Standing back from “uncertainty” as a presumption about our existential condition allows us to consider its implications for how society is ordered and governed. Pre-COVID-19 Pellizzoni (2011) made the case that uncertainty has become a way of governing, a technology of governing: “Uncertainty, thus, is seen no more as a circumscribed situation on which to build a few strategic decisions, but as an empowering everyday condition”. Describing the orientation as neoliberal, he notes: “proper calculations of risk are seen as an exception, while reasoned bets over unpredictable futures are regarded as the rule”. 

These “reasoned bets” produce a style of governing based on experimentation. As I described in the earlier entry (Research Hub 31 March 2021), experimenting has become increasingly normalized as a mode of governing. That is, it has been generated as a legitimate way to govern, as a kind of “truth” of governing.

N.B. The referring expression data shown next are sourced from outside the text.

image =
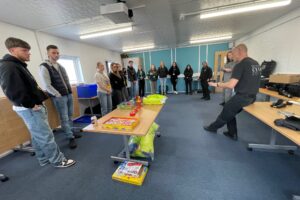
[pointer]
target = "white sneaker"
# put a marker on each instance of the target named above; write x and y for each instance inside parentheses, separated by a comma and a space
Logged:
(65, 163)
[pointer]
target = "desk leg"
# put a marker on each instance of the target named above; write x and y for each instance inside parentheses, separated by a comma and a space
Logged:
(91, 108)
(25, 149)
(296, 197)
(272, 145)
(268, 97)
(127, 154)
(3, 178)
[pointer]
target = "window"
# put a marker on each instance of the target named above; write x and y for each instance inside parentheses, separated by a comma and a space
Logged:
(73, 68)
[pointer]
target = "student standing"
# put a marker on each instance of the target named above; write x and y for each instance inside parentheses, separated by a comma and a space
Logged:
(152, 76)
(205, 76)
(174, 73)
(56, 82)
(132, 79)
(245, 80)
(162, 73)
(122, 72)
(141, 77)
(188, 77)
(27, 98)
(227, 70)
(103, 89)
(117, 83)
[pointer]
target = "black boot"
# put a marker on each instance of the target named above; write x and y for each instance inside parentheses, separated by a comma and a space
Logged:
(231, 136)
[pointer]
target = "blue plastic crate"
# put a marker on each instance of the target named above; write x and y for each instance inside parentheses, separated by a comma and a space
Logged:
(87, 91)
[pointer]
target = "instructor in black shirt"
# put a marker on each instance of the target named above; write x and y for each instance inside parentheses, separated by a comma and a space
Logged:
(245, 81)
(205, 76)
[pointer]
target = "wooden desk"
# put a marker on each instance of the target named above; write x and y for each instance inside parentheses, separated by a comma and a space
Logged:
(267, 114)
(270, 93)
(147, 115)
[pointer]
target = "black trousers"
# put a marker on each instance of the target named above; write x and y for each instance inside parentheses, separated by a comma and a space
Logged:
(230, 110)
(117, 97)
(205, 90)
(174, 83)
(188, 86)
(142, 88)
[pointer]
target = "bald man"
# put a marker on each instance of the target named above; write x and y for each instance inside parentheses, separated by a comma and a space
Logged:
(245, 80)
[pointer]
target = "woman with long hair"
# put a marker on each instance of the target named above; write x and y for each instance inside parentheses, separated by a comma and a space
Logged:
(174, 73)
(162, 74)
(188, 77)
(152, 76)
(103, 89)
(141, 78)
(227, 70)
(117, 83)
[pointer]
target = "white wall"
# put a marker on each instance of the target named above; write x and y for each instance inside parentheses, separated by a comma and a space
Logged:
(279, 41)
(89, 55)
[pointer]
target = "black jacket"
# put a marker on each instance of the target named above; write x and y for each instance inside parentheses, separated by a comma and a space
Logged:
(141, 76)
(152, 75)
(188, 74)
(162, 72)
(131, 74)
(117, 83)
(174, 72)
(206, 73)
(18, 84)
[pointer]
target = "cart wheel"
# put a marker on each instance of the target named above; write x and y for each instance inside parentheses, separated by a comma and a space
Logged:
(116, 162)
(291, 152)
(249, 149)
(5, 178)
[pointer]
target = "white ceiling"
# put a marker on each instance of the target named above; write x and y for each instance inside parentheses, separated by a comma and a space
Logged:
(154, 21)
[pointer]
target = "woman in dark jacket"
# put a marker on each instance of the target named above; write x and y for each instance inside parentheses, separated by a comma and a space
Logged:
(174, 72)
(152, 76)
(162, 73)
(117, 83)
(141, 78)
(188, 77)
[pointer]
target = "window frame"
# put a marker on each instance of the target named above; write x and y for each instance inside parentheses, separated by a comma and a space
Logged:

This style of governing has important effects. Schroth (2016) makes the point that experiments reduce the “enigmatic world” to what are deemed to be manageable proportions. Hence, we need to consider what gets left out – what is silenced. In relation to COVID-19 the focus on “uncertainty”, “crisis” and “risk” produces a tendency to concentrate on what Aly (2020) calls “the symptoms” of a crisis. There is no space in this reactive approach to consider how we have got here – how pandemics, for example, are an increasing likelihood due to a range of practices such as deforestation (Zimmer 2011). At the same time, the invoking of “uncertainty” works paradoxically to “reinforce the authority of expertise” (Demeritt 2001: 327), those who will guide us through “uncertain” times. 

Conclusions

In this and the preceding two entries, I have explored the proposition that we are governed through the ways in which concepts problematize issues and that, hence, applying WPR to concepts produces new forms of questioning and analysis. I hope the examples of “crisis”, “risk” and “uncertainty” successfully illustrate the kinds of questions that arise in WPR thinking, and how these are vitally important questions for considering how we govern and how governing takes place.

Clearly, this position on concepts has repercussions for our own research. It imposes an obligation to consider the concepts we use, where they come from and how they operate politically. This self-interrogation can, doubtless, be uncomfortable (Foucault 2000). Some might also query the usefulness of such self-problematization. The claim advanced on behalf of this poststructural theorizing is that there is a need to reflect critically on the frameworks of meaning we may inadvertently adopt. Such interrogation creates the space to explore alternative problematizations, the space to think differently. We can only be the beneficiaries of such endeavours.